On the Global Convergence of Risk-Averse Natural Policy Gradient Methods with Expected Conditional Risk Measures
Xian Yu, Lei Ying
TL;DR
This work addresses the global convergence of risk-averse reinforcement learning by employing dynamic time-consistent Expected Conditional Risk Measures (ECRMs) to define a risk-sensitive objective. It develops entropy-regularized, softmax-parameterized Natural Policy Gradient (NPG) methods that separate first-step and subsequent-step updates, proving global optimality and linear convergence under exact policy evaluation and extending guarantees to inexact policy evaluation with a controlled error budget. The analysis yields dimension-free iteration complexity and provides explicit rates based on problem constants and the learning rate $\beta$, highlighting the role of $\tau$ in balancing exploration and convergence.

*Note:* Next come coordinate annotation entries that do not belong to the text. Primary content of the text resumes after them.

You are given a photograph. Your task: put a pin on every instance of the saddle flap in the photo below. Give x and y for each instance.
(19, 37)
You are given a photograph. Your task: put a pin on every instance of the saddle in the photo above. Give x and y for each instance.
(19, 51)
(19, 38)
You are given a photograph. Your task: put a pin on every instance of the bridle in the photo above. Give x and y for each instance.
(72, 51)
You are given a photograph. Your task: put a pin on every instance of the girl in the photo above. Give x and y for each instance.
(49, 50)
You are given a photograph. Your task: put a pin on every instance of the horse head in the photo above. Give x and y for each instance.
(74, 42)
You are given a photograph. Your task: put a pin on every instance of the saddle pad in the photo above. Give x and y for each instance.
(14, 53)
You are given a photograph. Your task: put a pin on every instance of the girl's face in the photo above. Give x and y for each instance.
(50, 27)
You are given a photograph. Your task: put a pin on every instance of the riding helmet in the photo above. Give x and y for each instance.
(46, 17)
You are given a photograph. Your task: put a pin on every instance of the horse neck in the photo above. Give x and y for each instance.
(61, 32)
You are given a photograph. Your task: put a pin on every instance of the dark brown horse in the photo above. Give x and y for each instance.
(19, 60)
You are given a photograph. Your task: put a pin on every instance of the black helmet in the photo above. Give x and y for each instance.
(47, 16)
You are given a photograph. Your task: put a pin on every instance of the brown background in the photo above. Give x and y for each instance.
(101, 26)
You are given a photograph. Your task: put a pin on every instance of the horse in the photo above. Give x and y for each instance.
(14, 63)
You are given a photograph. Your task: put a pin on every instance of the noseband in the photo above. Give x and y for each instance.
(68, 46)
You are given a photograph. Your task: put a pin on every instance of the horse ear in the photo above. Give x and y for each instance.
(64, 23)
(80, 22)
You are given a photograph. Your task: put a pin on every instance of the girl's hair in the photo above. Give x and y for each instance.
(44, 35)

Empirical results on a stochastic Cliffwalk corroborate the theoretical findings, showing improved stability and faster attainment of low-cost policies compared to risk-neutral baselines, validating the practical relevance of ECRM-based NPG for risk-sensitive decision-making.
Abstract
Risk-sensitive reinforcement learning (RL) has become a popular tool for controlling the risk of uncertain outcomes and ensuring reliable performance in highly stochastic sequential decision-making problems. While it has been shown that policy gradient methods can find globally optimal policies in the risk-neutral setting, it remains unclear if the risk-averse variants enjoy the same global convergence guarantees. In this paper, we consider a class of dynamic time-consistent risk measures, named Expected Conditional Risk Measures (ECRMs), and derive natural policy gradient (NPG) updates for ECRMs-based RL problems. We provide global optimality and iteration complexity of the proposed risk-averse NPG algorithm with softmax parameterization and entropy regularization under both exact and inexact policy evaluation. Furthermore, we test our risk-averse NPG algorithm on a stochastic Cliffwalk environment to demonstrate the efficacy of our method.